CATANZARO Sulla morte di Santo Gigliotti, 57 anni, avvenuta intorno alle 7 di lunedì mattina, indaga la Direzione distrettuale antimafia. Gigliotti era un nome noto agli inquirenti della Dda, e non solo perché nel 2006 fu arrestato per favoreggiamento, per avere aiutato la latitanza di Giuseppe Arena, ritenuto il capo dell’omonima cosca di Isola Capo Rizzuto, nel Crotonese, e del suo luogotenente, Francesco Gentile. Il nome di Gigliotti, imprenditore nel campo degli inerti, spunta anche nelle carte di Kiterion, il procedimento messo in campo dalla Dda contro la cosca di Cutro che fa capo a Nicolino Grande Aracri. A tirare in mezzo Gigliotti è Giuseppe Lobello, imprenditore nello stesso ramo, che il 14 aprile 2012 si reca a Cutro per incontrare Salvatore Scarpino che lo mette in contatto con Nicolino Grande Aracri. I Lobello avevano da poco subìto un attentato, l’incendio di una betoniera della ditta che si trova a Simeri Crichi, nello stesso territorio in cui si trova la ditta Gigliotti. Dopo il danneggiamento, Giuseppe Lobello si rivolge a Salvatore Scarpino, detto “Turuzzu”, considerato dagli inquirenti «persona di fiducia del boss». I Lobello sospettano che con il loro attentato c’entri proprio Santo Gigliotti ed è di questo che vogliono parlare con Nicolino Grande Aracri.

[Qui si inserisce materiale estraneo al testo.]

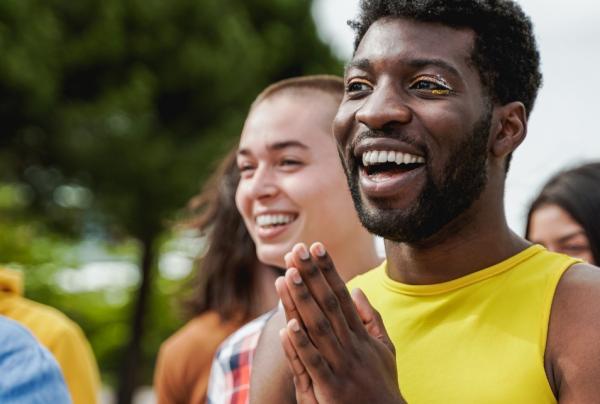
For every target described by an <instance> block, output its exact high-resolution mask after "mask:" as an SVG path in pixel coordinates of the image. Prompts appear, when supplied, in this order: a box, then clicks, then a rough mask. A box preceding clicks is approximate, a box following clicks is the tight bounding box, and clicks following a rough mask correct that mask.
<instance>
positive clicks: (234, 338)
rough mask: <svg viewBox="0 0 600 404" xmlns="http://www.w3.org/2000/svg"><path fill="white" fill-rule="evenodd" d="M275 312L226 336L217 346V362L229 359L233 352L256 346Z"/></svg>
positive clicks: (254, 346) (267, 313)
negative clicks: (218, 360)
mask: <svg viewBox="0 0 600 404" xmlns="http://www.w3.org/2000/svg"><path fill="white" fill-rule="evenodd" d="M276 311H277V308H275V309H273V310H270V311H268V312H266V313H264V314H262V315H260V316H259V317H257V318H255V319H254V320H251V321H249V322H248V323H246V324H244V325H243V326H242V327H240V328H239V329H238V330H236V331H235V332H233V333H232V334H231V335H230V336H228V337H227V338H226V339H225V340H224V341H223V343H221V345H220V346H219V350H218V351H217V360H222V359H223V358H224V357H227V358H228V357H230V356H231V353H232V352H233V351H239V350H242V349H245V350H248V349H254V348H255V347H256V345H257V344H258V339H259V337H260V334H261V333H262V331H263V330H264V328H265V326H266V324H267V322H268V321H269V319H270V318H271V317H272V316H273V315H274V314H275V313H276Z"/></svg>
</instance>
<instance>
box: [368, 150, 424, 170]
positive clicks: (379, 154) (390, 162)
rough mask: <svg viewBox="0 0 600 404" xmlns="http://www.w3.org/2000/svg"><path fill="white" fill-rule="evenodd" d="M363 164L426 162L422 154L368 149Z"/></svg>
mask: <svg viewBox="0 0 600 404" xmlns="http://www.w3.org/2000/svg"><path fill="white" fill-rule="evenodd" d="M362 160H363V165H364V166H365V167H367V166H371V165H374V164H381V163H392V162H395V163H396V164H413V163H424V162H425V158H424V157H422V156H416V155H414V154H410V153H402V152H397V151H377V150H373V151H368V152H364V153H363V155H362Z"/></svg>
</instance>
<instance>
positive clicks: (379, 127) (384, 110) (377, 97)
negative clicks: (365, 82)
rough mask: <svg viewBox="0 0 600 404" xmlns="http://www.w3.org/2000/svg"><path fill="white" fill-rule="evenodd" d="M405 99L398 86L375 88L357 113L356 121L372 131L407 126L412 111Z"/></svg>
mask: <svg viewBox="0 0 600 404" xmlns="http://www.w3.org/2000/svg"><path fill="white" fill-rule="evenodd" d="M405 98H406V94H403V93H402V89H401V88H399V86H398V85H394V84H392V83H387V84H382V85H380V86H378V87H375V89H374V90H373V92H372V93H371V95H369V97H368V98H367V100H366V101H365V103H364V104H363V105H362V106H361V107H360V109H359V110H358V111H357V113H356V120H357V121H358V122H359V123H362V124H363V125H365V126H367V127H368V128H369V129H372V130H382V129H385V128H387V127H390V126H395V125H403V124H407V123H409V122H410V121H411V119H412V110H411V109H410V108H409V106H408V105H407V102H406V99H405Z"/></svg>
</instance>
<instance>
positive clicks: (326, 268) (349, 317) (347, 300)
mask: <svg viewBox="0 0 600 404" xmlns="http://www.w3.org/2000/svg"><path fill="white" fill-rule="evenodd" d="M310 252H311V254H312V255H313V257H314V262H315V265H316V266H317V267H318V268H319V271H320V272H321V273H322V274H323V277H324V278H325V280H326V281H327V283H328V285H329V287H330V289H331V290H332V291H333V293H334V294H335V296H336V297H337V301H338V302H339V305H340V310H341V311H342V312H343V313H344V317H345V319H346V324H347V325H348V327H350V329H352V330H353V331H354V332H355V333H357V334H359V335H362V336H363V337H364V336H366V332H365V329H364V327H363V325H362V321H361V319H360V317H359V315H358V313H357V312H356V309H355V307H354V302H353V301H352V298H351V297H350V294H349V293H348V289H347V288H346V284H345V283H344V281H343V280H342V278H341V277H340V275H339V274H338V273H337V271H336V269H335V265H334V264H333V260H332V259H331V256H330V255H329V254H328V253H327V250H326V249H325V246H324V245H323V244H322V243H319V242H317V243H313V244H312V245H311V246H310Z"/></svg>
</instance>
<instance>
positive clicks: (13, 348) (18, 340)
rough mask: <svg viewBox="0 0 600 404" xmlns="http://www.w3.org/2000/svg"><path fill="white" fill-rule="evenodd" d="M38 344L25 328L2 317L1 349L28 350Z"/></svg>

L’incontro lo descriverà, qualche giorno dopo, Giuseppe Lobello a suo fratello Daniele.
«Siete voi quello della betoniera bruciata? – avrebbe chiesto il boss a Lobello – eh quello che sospettate adesso è andato via».
«E che va cercando?», chiede Lobello.
«No, viene perché ha paura qua la… – risponde Grande Aracri – io gli ho detto bello chiaro Gigliò se c’entri tu è meglio che me lo dici». Ma Santo Gigliotti, al cospetto del boss, avrebbe assicurato che non c’entrava niente.
Un episodio, questo, che mostra come Nicolino Grande Aracri «si stava interessando alla vicenda cercando a suo modo di risolverla, ed appare evidente che, poiché la famiglia Lobello nutriva sospetti nei confronti della rivale società di calcestruzzi amministrata dalla famiglia Gigliotti, gli stessi Lobello, avevano interessato gli esponenti della criminalità organizzata cutrese al fine di accertare la fondatezza del sospetto nutrito nei confronti della società concorrente o verificare se vi fosse una diversa causale». «Emergeva, dunque – secondo gli investigatori – la circostanza che la vittima per ricercare le risposte alle predette domande si recasse presso il leader mafioso di zona che verosimilmente avrebbe dovuto fare “chiarezza” sulla vicenda e successivamente garantire la futura “protezione”».
Questo mette in risalto la forte influenza dei clan crotonesi sul territorio catanzarese. Tanto che alla fine dell’incontro il boss avrebbe mostrato a Lobello «una lista in cui erano elencati i nomi di alcuni soggetti evidentemente sospettati, alcuni di loro riconoscibili nei titolari di ditte concorrenti della zona».
Il clan controlla il territorio e riceve i suoi imprenditori. Gigliotti, arrestato per avere favorito la latitanza di Giuseppe Arena, pare si fosse avvicinato alla cosca di Cutro. Ancora sono ignote le ragioni di queste scelte di campo. Restano impresse le parole che Grande Aracri riferisce a Lobello: «No, viene perché ha paura qua la…».